Introduction

Different staging systems have been proposed for hepatocellular carcinoma (HCC) [1,2,3,4]. The Barcelona Clinic Liver Cancer (BCLC) staging system has gained widespread acceptance due to its inclusion of patient-related factors, tumor extent, and liver function, as well as the algorithmic component for treatment recommendations [1, 5, 6]. However, the range of patients belonging to the intermediate stage is wide. The intermediate stage includes patients with clinical findings from two tumor nodules over 3 cm in diameter to extensive bilobular infiltration, and from the uncompromised stage to the cirrhotic stage (Child-Pugh B with nine points and severely impaired liver function). Despite its wide range of patients, the BCLC staging system indicates one treatment for BCLC intermediate stage patients with HCC: transarterial chemoembolization (TACE).
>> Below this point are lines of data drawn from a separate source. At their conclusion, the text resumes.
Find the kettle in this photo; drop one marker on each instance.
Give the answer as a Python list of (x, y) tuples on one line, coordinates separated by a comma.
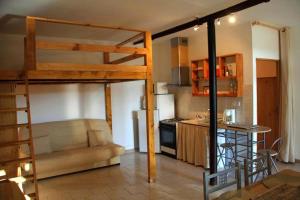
[(229, 116)]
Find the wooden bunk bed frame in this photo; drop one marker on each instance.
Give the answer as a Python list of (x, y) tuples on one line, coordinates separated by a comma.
[(110, 71)]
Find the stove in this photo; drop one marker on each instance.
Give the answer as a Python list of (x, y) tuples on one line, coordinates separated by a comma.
[(168, 137)]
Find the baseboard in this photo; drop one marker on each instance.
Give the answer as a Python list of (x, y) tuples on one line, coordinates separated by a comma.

In practice, various treatments are performed due to the heterogeneity of liver function and tumor burden in patients in intermediate stage, and the survival rate differs depending on the treatment method [7,8,9]. Therefore, treatment strategies should be adapted according to a subdivision of this heterogeneous patient population.
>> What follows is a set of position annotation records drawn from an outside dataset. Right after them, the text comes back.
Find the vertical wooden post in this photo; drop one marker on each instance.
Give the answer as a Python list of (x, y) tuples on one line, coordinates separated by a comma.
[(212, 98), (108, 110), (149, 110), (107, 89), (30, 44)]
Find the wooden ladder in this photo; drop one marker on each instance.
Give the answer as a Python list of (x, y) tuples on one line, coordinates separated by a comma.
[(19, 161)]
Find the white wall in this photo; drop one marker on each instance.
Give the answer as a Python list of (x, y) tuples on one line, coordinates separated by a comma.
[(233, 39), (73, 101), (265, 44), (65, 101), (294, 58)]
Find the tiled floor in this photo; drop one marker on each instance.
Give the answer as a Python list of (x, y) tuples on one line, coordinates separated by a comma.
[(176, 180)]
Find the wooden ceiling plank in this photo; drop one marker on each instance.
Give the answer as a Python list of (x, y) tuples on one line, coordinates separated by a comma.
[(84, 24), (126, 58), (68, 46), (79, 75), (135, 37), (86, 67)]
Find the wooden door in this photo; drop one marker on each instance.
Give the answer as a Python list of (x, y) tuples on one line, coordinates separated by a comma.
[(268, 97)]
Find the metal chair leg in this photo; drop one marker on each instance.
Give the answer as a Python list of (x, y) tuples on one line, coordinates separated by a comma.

Bolondi et al. [10] proposed a subclassification of BCLC intermediate stage patients with HCC due to the heterogeneity of this group. This substaging system incorporates an assessment of liver function using the Child–Pugh score and that of tumor burden using beyond the Milan criteria and within the up-to-7 criteria [11]. While TACE is the only recommended treatment for BCLC intermediate stage HCC, individual treatment recommendations are associated with these substages. However, the substages are complicated, and no treatment option is recommended for substage B3. In addition, liver transplantation is recommended as an alternative treatment option for patients in substage B1; however, this treatment option is unrealistic, as it is limited by current local regulations and organ scarcity. Therefore, Kudo et al. [12] proposed the Kinki criteria that modified the substaging system to include proposed treatment strategies. The Kinki criteria are easier to apply than Bolondi’s substaging system and include more detailed treatment recommendations for each substage. For example, the treatment recommendations for substage B1 include resection and hepatic artery infusion chemotherapy (HAIC) is recommended for patients with multiple HCCs that exceed the up-to-7 criteria. For patients with impaired liver function, embolization with drug-eluting beads is recommended.
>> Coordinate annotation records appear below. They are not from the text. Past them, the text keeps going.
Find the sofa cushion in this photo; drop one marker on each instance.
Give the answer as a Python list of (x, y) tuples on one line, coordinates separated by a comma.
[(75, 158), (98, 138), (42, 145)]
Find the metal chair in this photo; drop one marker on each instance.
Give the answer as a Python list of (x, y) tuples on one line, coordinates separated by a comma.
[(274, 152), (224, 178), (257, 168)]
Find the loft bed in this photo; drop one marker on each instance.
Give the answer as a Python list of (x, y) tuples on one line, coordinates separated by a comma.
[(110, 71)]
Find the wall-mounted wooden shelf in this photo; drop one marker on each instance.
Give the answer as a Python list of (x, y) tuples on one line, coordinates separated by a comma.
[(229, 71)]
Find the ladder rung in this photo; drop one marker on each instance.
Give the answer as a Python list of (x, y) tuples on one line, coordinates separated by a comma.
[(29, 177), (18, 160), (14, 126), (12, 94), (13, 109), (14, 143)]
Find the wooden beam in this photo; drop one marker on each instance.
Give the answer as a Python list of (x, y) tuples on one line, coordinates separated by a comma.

Liver resection is not recommended in patients with the BCLC intermediate stage treatment algorithm. However, for patients with preoperatively well-preserved liver function and postoperatively sufficient functional liver remnant, liver resection is performed in selected patients with multiple or even macrovascular invasive HCC [13]. The role of surgery has been extended beyond the BCLC algorithm, with improved survival outcomes reported in patients with intermediate and advanced stage HCC compared to patients receiving other treatments [14, 15]. Therefore, there is a large gap between clinical guidelines and real-world practice, and liver resection may be beneficial for patients with BCLC intermediate or advanced stage.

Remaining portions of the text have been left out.